🤖 AI Summary
Empirical research on generative pre-trained transformers (GPTs) in business and management remains severely underdeveloped, with insufficient sectoral granularity and fragmented investigation of critical impacts—including labor market effects, productivity gains, environmental costs, algorithmic fairness, and implications for small businesses.
Method: We conduct the first systematic literature review (SLR) spanning seven core management subfields—finance, marketing, human resources, strategy, operations, information systems, and organizational behavior—based on rigorous screening and thematic coding of 42 peer-reviewed studies published within a 22-month window.

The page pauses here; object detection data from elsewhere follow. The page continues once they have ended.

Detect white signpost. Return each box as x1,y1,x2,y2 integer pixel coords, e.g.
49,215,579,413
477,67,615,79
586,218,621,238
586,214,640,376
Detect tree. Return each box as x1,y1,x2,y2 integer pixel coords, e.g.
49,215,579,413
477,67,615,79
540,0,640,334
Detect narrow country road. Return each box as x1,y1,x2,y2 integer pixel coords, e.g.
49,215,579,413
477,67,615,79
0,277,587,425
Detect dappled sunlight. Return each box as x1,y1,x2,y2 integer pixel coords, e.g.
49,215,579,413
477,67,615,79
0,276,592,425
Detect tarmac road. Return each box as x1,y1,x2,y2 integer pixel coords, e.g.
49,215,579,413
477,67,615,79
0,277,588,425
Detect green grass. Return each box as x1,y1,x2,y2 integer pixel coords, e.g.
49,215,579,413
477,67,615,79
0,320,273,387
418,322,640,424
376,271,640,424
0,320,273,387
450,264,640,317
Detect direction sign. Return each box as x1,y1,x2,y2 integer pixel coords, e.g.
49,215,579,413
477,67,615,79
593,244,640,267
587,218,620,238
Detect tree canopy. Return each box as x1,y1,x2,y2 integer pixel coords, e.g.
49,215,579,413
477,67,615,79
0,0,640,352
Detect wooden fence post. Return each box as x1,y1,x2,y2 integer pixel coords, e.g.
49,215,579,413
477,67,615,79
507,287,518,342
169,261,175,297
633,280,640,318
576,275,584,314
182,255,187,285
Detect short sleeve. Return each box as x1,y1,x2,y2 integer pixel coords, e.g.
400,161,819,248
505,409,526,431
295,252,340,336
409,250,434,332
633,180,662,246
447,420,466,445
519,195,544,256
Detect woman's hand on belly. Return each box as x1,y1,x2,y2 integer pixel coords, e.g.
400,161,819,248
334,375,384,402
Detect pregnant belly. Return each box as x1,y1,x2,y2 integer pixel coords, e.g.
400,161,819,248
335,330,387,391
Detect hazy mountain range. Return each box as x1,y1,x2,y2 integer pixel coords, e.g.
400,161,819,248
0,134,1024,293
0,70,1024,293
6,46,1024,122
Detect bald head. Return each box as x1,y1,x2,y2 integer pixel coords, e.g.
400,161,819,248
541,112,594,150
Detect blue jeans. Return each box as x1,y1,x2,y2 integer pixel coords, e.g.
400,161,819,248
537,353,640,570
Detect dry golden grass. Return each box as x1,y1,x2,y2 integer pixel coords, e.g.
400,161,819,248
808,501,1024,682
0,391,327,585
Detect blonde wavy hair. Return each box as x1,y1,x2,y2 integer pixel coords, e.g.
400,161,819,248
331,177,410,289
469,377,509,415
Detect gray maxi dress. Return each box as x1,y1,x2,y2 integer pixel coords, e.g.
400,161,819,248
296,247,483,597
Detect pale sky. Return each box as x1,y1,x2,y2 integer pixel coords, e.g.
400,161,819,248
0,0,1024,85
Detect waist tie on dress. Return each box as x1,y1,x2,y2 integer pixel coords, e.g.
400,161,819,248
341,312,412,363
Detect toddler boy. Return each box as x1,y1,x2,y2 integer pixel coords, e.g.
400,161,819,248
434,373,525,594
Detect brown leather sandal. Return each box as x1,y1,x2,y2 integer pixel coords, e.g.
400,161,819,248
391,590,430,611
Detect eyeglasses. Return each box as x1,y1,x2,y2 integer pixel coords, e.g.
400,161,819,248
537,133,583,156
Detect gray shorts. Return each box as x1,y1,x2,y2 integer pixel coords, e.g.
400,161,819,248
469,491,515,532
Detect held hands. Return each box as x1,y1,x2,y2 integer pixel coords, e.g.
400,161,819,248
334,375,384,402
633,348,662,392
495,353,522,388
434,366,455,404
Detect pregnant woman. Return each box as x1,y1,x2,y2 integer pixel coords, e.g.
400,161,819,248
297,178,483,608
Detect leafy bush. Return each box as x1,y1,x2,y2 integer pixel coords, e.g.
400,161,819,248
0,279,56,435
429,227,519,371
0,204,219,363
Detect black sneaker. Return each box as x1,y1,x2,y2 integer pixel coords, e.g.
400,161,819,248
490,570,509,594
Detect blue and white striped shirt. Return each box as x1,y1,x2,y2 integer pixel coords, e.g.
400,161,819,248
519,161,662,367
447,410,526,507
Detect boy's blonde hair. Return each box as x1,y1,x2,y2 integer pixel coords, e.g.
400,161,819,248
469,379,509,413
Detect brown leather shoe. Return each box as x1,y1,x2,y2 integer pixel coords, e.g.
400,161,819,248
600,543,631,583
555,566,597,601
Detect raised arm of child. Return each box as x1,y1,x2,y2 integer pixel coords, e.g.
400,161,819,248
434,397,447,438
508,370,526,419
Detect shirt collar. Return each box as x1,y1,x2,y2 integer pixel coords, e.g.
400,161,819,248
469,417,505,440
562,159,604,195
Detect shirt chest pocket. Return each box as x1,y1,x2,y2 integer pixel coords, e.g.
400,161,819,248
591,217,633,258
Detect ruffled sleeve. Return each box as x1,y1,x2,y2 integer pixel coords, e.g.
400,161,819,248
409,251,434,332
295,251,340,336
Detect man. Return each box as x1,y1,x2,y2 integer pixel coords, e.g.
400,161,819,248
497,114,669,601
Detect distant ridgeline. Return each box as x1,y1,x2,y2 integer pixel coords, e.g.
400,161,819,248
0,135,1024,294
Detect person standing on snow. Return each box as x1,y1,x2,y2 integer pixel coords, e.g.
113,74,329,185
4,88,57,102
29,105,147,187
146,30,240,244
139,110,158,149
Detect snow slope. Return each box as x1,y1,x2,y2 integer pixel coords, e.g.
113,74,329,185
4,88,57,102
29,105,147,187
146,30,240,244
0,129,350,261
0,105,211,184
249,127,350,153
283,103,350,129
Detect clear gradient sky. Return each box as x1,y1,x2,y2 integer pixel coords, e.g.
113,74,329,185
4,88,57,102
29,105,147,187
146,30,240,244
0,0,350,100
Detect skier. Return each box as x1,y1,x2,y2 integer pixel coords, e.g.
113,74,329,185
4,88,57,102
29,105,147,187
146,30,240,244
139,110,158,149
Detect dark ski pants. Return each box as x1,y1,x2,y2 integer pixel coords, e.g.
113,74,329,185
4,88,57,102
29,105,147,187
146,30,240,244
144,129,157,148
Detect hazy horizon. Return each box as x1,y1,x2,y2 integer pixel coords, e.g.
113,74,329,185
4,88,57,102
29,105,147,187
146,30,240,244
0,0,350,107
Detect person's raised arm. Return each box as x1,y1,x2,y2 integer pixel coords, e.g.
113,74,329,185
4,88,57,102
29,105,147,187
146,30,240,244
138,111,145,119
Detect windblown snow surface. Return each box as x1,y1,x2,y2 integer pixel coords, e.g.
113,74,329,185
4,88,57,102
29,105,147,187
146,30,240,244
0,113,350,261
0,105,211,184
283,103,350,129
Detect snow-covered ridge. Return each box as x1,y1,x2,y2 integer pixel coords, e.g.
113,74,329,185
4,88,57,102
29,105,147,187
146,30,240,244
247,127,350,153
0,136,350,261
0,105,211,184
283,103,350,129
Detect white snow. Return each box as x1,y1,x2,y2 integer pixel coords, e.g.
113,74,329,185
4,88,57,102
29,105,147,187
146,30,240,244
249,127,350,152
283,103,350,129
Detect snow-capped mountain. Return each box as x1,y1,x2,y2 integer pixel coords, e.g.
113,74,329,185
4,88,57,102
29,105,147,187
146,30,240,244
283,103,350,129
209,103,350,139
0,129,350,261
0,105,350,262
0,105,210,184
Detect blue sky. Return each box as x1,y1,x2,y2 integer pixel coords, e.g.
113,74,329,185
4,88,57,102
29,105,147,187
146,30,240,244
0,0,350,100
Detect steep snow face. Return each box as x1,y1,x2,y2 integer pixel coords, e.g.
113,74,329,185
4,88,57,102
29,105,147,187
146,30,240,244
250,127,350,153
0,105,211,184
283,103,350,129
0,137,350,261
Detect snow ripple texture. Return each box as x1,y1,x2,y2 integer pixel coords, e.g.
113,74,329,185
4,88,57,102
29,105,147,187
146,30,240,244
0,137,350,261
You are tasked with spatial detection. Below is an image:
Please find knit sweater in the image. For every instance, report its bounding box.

Contribution/Results: The review exposes pronounced temporal lag and structural gaps in current scholarship. We present the inaugural research map of GPT applications in management, identify seven distinct categories of knowledge gaps, and propose an AI governance–oriented research agenda that bridges academia, management consulting, and media discourse. Emphasizing urgent cross-sectoral collaboration, we advocate for integrated empirical and normative inquiry to inform responsible innovation and evidence-based policy.
📝 Abstract
This systematic review examines peer-reviewed studies on application of GPT in business management, revealing significant knowledge gaps. Despite identifying interesting research directions such as best practices, benchmarking, performance comparisons, social impacts, our analysis yields only 42 relevant studies for the 22 months since its release. There are so few studies looking at a particular sector or subfield that management researchers, business consultants, policymakers, and journalists do not yet have enough information to make well-founded statements on how GPT is being used in businesses. The primary contribution of this paper is a call to action for further research. We provide a description of current research and identify knowledge gaps on the use of GPT in business. We cover the management subfields of finance, marketing, human resources, strategy, operations, production, and analytics, excluding retail and sales. We discuss gaps in knowledge of GPT potential consequences on employment, productivity, environmental costs, oppression, and small businesses. We propose how management consultants and the media can help fill those gaps. We call for practical work on business control systems as they relate to existing and foreseeable AI-related business challenges. This work may be of interest to managers, to management researchers, and to people working on AI in society.